Studio album by Chuck Mangione
- Released: February 4, 1980
- Genre: Jazz
- Length: 42:53
- Label: A&M
- Producer: Chuck Mangione

Chuck Mangione chronology
| Children of Sanchez (1978) | Fun and Games (1980) | Tarantella (1980) |

= Fun and Games (Chuck Mangione album) =

Album by Chuck Mangione

Fun and Games is a 1979 album recorded by the American flugelhorn player Chuck Mangione, who released it on the A&M Records label.

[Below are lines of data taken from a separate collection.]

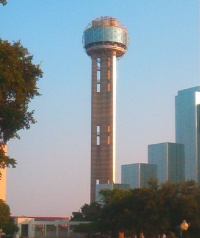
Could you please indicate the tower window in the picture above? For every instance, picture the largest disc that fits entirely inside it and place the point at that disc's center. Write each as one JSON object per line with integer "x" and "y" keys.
{"x": 108, "y": 61}
{"x": 108, "y": 87}
{"x": 108, "y": 73}
{"x": 98, "y": 88}
{"x": 108, "y": 140}
{"x": 98, "y": 135}
{"x": 98, "y": 75}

It included the song "Give It All You Got", which ABC Sports used for the 1980 Winter Olympics, as well as a slower version of that song, "Give It All You Got, But Slowly". The latter was also used during the 1980s as sign-off music for many American television stations.

Professional ratings
Review scores
| Source | Rating |
| AllMusic | Star |

==Track listing==
All tracks composed and arranged by Chuck Mangione:

| No. | Title | Length |
|---|---|---|
| 1. | "Give It All You Got" | 6:16 |
| 2. | "You're the Best There Is" | 7:34 |
| 3. | "Piña Colada" | 8:15 |
| 4. | "I Never Missed Someone Before" | 9:37 |
| 5. | "Give it All You Got, But Slowly" | 4:27 |
| 6. | "Fun and Games" | 7:11 |
| Total length: |  | 42:53 |

==Personnel==
- Chuck Mangione - Flugelhorn, electric piano
- Grant Geissman - Electric guitar, acoustic guitar, 12 string guitar
- James Bradley, Jr. - Drums, congas, triangle
- Charles Meeks - Bass guitar, harmonica
- Bill Reichenbach Jr. - Trombone
- Chris Vadala - Flute, soprano saxophone, tenor saxophone, piccolo, alto flute

==Certifications==

Certifications for Fun and Games
| Region | Certification | Certified units/sales |
| United States (RIAA) | Gold | 500,000^{^} |
^{^} Shipments figures based on certification alone.